An example from her research. She worked with teams of ethnographers from 2005-08 and found:

  • There is a generation gap in the perceived value of online activity – younger people see it as a life line and older people see it as a waste of time (even though they use it themselves)
  • What do they do & learn? Heaps! Baseline technical literacy and to be a social being. Uploading photos, managing web pages, managing profiles, interacting, judging, etc. Some online tools really allow people to do amazing things, such as uploading to YouTube channels for civic causes. Some users are really out there, but they are a minority. At the other end of the spectrum there are the bullies. She quoted GIbson: the future is already here, just not evenly distributed.

She then went on to distinguish between Friendship-driven & Interest-driven participation. This started with MySpace and Instant Messaging and is now based around Facebook and Texting (or other fast ephemeral services like Snapchat and Kik). Dorks and geeks can connect with others who have shared interests and share knowledge and expertise – so that is very different to a friendship group. She used the example of Facebook being used to connect with those you went to school with and Tumblr (or Instagram) being used for those you wish you went to school with. So FB is more about friendship (with kids seeing adults there as just creepy) and Tumblr (& the like) is more about interests. It is now easy to find and connect to an online community that is very different to the one in which you live: communities of producers with like interests. It allows and facilitates the development of potential for those resourceful enough to take/absorb/use from their peers and interest groups and then apply it in an academic community. She warned though that only a few do this.

Mimi said the academic bubble now has to reach out and facilitate those connections. To overcome the cultural gaps they face young people still need and look for adult support and guidance.

She warned that some tools can also become “weapons of mass distraction”. Attention cannot be controlled the ways we used to. We need to more creatively deal with a culture or environment of media abundance. And we don’t want to go back to an environment of scarcity.

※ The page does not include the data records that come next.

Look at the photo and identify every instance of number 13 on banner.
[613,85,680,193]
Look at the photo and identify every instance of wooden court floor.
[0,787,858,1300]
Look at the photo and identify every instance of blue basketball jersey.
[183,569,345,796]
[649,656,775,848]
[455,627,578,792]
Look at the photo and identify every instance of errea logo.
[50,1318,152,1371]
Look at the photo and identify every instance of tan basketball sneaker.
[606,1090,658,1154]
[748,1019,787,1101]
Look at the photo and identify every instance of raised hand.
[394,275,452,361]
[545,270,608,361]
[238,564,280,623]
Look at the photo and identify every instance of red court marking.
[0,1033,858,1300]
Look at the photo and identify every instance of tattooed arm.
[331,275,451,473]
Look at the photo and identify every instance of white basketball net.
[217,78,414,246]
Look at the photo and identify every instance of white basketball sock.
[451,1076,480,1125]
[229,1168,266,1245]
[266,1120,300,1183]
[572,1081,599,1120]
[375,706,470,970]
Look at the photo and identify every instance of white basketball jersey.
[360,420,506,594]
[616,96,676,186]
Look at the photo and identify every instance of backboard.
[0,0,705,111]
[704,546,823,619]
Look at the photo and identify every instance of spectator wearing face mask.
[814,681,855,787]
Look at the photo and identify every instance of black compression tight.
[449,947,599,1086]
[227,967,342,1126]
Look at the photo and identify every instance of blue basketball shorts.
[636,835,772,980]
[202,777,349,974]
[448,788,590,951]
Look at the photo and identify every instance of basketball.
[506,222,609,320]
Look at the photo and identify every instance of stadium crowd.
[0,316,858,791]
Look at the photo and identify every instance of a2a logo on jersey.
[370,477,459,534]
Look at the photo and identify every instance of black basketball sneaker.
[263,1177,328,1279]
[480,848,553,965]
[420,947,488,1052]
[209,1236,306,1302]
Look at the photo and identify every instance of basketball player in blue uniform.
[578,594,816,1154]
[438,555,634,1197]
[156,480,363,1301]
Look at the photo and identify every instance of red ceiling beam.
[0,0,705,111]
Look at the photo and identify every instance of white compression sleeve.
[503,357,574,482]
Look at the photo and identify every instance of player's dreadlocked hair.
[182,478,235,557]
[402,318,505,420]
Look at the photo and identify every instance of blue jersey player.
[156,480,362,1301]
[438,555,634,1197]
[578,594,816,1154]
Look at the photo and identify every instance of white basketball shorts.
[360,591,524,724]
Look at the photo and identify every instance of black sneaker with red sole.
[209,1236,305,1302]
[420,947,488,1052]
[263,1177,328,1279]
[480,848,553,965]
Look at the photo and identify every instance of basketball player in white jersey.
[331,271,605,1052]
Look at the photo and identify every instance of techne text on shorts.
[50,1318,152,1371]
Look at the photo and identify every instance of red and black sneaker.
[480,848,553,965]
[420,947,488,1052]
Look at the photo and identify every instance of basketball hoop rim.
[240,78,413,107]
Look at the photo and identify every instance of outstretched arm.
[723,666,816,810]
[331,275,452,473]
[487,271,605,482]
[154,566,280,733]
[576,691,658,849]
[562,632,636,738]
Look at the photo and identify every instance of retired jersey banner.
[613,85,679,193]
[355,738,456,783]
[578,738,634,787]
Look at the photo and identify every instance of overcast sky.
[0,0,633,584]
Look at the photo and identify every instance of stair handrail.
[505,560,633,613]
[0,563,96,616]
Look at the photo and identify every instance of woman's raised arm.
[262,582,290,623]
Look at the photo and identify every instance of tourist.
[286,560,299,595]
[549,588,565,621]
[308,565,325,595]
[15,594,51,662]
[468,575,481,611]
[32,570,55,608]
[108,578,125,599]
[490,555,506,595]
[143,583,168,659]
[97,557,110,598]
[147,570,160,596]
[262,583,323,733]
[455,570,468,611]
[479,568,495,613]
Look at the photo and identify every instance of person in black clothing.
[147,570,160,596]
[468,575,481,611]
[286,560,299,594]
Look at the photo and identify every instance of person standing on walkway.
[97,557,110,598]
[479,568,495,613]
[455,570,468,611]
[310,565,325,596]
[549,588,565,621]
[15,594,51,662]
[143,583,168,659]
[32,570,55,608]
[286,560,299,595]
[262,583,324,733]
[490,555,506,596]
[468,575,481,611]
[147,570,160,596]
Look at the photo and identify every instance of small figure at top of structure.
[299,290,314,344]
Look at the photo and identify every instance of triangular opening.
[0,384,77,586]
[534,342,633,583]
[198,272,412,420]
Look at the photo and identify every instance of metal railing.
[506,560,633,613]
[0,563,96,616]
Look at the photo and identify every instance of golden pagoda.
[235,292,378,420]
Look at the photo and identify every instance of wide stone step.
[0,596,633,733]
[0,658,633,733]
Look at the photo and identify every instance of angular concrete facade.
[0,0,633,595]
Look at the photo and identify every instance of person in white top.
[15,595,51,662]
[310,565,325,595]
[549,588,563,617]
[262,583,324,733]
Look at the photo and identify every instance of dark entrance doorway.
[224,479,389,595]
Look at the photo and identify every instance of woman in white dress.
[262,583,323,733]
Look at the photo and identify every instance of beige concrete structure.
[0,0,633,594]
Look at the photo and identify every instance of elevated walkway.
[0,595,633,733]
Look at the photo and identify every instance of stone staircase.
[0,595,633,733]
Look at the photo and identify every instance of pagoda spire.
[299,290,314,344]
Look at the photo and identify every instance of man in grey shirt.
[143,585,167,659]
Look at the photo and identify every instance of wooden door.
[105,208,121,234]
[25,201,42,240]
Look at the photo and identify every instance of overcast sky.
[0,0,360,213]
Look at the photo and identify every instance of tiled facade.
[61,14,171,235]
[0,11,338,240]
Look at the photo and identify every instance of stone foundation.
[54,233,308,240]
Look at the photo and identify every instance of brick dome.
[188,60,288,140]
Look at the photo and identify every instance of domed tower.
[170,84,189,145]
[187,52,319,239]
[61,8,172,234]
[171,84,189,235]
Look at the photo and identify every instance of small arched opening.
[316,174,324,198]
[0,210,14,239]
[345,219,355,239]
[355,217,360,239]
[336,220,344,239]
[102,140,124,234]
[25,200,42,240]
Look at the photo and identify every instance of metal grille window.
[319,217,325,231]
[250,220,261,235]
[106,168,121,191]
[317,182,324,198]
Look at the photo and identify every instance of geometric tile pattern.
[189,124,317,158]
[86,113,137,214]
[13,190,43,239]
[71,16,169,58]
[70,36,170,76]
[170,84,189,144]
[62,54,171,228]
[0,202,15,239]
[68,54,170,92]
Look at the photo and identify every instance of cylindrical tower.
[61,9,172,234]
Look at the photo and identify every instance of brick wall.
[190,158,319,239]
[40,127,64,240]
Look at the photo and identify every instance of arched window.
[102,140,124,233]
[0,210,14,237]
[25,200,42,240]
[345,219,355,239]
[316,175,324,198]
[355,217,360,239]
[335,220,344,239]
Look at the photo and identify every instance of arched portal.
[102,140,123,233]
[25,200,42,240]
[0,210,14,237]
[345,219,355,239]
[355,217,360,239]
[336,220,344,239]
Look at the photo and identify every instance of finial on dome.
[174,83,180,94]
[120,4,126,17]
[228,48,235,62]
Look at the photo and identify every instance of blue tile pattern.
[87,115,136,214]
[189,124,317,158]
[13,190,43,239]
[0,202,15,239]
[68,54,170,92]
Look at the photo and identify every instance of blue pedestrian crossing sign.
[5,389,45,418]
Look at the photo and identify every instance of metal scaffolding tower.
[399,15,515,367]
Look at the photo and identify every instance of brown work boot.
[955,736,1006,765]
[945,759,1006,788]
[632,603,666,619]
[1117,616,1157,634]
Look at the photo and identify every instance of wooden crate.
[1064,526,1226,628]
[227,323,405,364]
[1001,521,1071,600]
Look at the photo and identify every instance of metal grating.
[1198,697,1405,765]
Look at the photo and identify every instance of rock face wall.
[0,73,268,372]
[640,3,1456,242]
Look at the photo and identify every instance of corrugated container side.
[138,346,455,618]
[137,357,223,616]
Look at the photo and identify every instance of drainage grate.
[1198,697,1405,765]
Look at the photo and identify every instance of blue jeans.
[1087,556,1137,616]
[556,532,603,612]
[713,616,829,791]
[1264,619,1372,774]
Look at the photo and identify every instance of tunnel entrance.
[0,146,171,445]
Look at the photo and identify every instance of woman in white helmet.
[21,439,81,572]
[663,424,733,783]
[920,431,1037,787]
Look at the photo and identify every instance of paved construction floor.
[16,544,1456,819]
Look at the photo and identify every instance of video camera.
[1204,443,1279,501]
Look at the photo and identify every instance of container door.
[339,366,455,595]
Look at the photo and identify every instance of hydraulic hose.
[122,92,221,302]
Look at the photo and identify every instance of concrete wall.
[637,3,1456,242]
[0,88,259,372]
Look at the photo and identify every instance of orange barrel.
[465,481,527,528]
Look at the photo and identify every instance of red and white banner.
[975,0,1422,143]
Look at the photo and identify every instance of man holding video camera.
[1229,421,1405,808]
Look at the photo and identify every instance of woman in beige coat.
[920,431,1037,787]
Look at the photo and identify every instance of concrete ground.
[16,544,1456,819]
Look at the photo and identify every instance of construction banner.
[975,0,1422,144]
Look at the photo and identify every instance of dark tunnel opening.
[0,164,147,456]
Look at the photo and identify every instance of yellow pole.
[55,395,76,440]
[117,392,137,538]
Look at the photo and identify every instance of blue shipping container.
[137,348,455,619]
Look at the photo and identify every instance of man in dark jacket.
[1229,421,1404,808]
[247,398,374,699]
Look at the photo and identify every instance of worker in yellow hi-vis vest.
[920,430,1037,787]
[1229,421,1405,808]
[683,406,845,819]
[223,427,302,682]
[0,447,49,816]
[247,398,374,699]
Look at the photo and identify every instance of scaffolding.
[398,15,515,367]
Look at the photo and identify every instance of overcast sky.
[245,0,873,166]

Quoting Howard Rheingold in NetSmart she says we need strategies to cope with abundance and distractions such as: crap detection; attention management; collaboration; participation; net know-how; etc.

Referring to Open Education Resources (and MOOCs?) she said that the build-it-and-they-will-come attitude tends to re-advantage those already advantaged and only serves to widen the gap. Access is not enough.

Some guiding principles:

  • leverage local relationships – peer cultures; the warm body effect is important; community based learning labs in libraries (e.g. MOOCs with local guides)
  • everyone can be a teacher – (not just the traditional experts) so peer-to-peer university; everybody can help (e.g. PHONAR); use aggregators; Jim Groom’s and DS106 – digital storytelling – it lets the internet do it
  • meet learners where they are – in interests; peer cultures (e.g. the Walking Dead MOOC)
  • recognise learning in the wild – credentialing such as coders and gamers being recognised in LinkedIn; open badging infrastructure; learning to be more visible and under learner control

She used a three-circle diagram to show that Connected Learning happens at the intersection of three communities: Interests; peer culture; and the academy. She described communities on Google+ as connected learning.

BUT: beware of putting a pop-culture veneer on something that not so pleasant, which she described as “chocolate coating broccoli”. Actually, I don’t mind broccoli; I am sure she meant to say cauliflower.

Finishing up, she reminded us that the major challenge in all of this was in getting faculty/teachers/academics on board, not so much the students.